Shashwat Vats, AVP at Olyv, believes the market is inevitably moving toward collaborative enforcement models. “Self-regulation has always been a vital part of responsible marketing, but with the rapid growth of AI, relying solely on self-regulation is likely not enough,” he says. Vats sees platforms, regulators and third-party auditors increasingly acting in concert rather than isolation.

He emphasises that ethical oversight must be embedded across the entire AI workflow. “Ethics and responsibility need to be a core component of platform systems, from data ingestion through model deployment,” Vats explains. When governance becomes integral to architecture rather than an external control, innovation can continue without erosion of trust.

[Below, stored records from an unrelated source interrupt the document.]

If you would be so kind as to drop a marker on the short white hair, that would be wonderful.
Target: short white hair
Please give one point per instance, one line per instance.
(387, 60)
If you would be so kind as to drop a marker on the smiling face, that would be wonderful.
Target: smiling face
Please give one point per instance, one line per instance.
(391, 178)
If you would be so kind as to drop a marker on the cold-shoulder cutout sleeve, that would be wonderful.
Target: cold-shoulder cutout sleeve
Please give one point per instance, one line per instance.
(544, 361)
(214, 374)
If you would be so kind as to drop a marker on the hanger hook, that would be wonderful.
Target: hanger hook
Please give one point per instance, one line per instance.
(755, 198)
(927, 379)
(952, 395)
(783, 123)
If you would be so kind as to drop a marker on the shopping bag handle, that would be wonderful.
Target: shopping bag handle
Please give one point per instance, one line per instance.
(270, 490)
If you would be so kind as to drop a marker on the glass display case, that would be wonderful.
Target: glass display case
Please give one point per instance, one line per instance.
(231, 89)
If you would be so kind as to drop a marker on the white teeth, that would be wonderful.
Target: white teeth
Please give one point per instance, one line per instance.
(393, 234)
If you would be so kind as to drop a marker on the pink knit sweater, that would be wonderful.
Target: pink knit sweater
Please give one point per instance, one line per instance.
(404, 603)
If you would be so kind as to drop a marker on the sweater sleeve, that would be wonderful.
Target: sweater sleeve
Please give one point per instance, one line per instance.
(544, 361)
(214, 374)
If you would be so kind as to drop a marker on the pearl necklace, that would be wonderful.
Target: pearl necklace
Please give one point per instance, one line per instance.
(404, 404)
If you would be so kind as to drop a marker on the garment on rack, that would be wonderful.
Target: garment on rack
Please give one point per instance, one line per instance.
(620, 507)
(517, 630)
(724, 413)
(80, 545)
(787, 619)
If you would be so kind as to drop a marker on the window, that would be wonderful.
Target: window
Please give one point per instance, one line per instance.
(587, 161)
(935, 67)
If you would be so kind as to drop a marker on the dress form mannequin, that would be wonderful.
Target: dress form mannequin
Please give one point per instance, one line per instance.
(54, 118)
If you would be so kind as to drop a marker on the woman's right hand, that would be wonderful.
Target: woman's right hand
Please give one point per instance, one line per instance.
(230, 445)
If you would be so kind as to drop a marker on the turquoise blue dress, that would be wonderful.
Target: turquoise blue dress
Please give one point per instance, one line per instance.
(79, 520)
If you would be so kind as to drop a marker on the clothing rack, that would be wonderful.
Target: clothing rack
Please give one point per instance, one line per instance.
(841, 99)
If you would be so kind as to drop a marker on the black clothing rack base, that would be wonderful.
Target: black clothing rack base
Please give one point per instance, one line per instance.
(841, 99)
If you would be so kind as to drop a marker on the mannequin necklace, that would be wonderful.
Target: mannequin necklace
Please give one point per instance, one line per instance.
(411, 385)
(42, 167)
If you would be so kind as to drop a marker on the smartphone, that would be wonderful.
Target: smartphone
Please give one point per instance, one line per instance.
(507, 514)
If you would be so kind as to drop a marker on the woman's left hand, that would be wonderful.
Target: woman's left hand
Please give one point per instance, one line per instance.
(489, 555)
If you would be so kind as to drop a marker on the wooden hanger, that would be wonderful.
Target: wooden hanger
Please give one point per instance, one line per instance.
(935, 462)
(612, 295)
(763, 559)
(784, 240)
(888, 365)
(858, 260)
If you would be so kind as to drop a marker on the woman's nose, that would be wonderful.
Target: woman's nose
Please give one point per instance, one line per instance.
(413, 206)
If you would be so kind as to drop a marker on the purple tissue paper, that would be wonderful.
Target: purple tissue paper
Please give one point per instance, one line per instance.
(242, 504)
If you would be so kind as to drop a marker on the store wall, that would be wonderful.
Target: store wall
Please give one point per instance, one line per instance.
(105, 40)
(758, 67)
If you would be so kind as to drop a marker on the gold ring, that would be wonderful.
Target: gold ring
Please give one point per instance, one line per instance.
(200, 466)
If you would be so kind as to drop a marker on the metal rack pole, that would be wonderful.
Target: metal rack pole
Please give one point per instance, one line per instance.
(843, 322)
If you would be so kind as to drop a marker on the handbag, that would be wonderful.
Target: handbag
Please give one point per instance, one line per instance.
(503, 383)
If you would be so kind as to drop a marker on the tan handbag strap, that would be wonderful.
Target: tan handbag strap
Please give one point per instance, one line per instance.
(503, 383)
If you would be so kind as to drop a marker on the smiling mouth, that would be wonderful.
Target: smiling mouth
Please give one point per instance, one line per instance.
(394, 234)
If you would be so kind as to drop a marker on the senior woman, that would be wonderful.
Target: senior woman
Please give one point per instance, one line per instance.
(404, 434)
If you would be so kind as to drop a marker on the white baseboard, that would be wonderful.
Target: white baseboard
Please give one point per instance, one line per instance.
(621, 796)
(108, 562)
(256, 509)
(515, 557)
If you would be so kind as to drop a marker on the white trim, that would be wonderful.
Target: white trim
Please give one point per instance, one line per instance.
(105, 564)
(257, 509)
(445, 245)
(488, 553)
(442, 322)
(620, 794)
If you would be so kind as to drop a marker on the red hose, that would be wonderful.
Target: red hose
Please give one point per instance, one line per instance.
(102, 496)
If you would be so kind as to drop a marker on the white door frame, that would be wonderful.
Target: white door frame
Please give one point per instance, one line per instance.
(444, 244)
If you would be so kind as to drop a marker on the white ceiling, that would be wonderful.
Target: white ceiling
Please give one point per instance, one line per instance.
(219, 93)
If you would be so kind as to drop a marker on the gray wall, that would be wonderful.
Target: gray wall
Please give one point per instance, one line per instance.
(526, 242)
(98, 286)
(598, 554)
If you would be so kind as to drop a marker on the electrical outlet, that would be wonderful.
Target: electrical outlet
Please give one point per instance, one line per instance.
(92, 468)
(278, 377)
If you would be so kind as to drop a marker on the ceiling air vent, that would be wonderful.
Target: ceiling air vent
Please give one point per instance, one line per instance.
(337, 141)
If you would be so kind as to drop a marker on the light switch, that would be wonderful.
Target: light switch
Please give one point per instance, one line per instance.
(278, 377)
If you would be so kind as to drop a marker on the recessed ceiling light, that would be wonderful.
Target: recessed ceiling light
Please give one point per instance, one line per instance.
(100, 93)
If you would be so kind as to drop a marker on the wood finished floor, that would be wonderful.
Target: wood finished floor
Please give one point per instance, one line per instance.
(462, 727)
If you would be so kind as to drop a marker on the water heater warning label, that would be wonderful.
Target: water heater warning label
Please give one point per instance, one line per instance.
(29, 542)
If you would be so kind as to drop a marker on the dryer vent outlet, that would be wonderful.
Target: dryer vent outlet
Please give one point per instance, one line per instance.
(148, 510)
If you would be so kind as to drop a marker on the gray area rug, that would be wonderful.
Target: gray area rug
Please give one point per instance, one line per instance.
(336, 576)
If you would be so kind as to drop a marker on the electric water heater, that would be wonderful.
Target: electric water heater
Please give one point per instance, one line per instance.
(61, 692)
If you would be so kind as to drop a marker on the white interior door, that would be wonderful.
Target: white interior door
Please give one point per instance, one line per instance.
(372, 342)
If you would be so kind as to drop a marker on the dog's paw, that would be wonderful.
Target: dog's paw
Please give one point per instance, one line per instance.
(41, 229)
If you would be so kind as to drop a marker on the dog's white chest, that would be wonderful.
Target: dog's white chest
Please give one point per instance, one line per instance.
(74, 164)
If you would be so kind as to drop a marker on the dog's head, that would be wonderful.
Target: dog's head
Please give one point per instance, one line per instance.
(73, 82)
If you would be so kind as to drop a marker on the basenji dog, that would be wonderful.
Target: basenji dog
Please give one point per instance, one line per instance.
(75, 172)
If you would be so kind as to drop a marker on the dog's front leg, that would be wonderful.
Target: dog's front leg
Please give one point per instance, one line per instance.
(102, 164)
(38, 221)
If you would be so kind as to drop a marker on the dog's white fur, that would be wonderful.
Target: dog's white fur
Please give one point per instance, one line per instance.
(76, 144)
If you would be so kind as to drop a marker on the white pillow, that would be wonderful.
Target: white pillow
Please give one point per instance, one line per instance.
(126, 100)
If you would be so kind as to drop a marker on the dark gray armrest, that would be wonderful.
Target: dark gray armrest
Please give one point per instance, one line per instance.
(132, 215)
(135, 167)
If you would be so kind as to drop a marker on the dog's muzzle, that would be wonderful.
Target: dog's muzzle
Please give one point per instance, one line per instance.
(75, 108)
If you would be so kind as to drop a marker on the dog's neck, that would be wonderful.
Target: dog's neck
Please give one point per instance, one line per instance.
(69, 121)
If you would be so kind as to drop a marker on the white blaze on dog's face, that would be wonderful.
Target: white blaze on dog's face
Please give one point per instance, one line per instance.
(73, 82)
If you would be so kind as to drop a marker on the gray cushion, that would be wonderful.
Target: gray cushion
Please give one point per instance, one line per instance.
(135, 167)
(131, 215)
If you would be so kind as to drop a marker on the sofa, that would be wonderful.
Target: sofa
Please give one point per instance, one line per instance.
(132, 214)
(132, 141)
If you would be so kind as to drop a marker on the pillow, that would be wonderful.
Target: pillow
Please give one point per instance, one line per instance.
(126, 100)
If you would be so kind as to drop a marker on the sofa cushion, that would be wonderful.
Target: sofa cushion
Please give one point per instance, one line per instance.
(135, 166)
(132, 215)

The economics of credibility

As AI reduces the cost of content creation and optimisation, scarcity in advertising is shifting. Creativity remains vital, but credibility is emerging as the differentiator. Kapoor believes this will reshape competitive dynamics over the next five years. “The strongest advertising ecosystems will not be defined by creativity alone. They will be shaped by how well trust, transparency and accountability are built into the system,” she says.

This shift has direct business implications. Verification, fraud prevention and disclosure compliance are no longer defensive expenses. They influence visibility, platform prioritisation and consumer confidence. Brands that fail to invest in trust infrastructure risk becoming less visible or less credible in AI-mediated discovery environments.

Vats echoes this sentiment, noting that marketers will increasingly value integrity at system level, including data protection, algorithmic fairness and consistency of consumer experience. “Trust by design will become a significant advantage in the marketplace,” he says.

A new operating logic for advertising

India’s advertising industry is not stepping back from AI. It is rebuilding its operating logic around it. Regulation is becoming proactive, enforcement continuous and accountability shared across the ecosystem. The focus is shifting from policing outcomes to engineering systems that prevent violations at the point of execution.

The convergence of regulators, platforms and adtech players around trust infrastructure signals a deeper change in market thinking. Growth and governance are no longer opposing forces. They are interdependent.

As AI takes on greater creative and operational responsibility, the future of advertising will depend less on how fast systems can scale and more on how responsibly they are designed. In that equation, trust is no longer a soft value. It is the foundation on which sustainable growth will be built.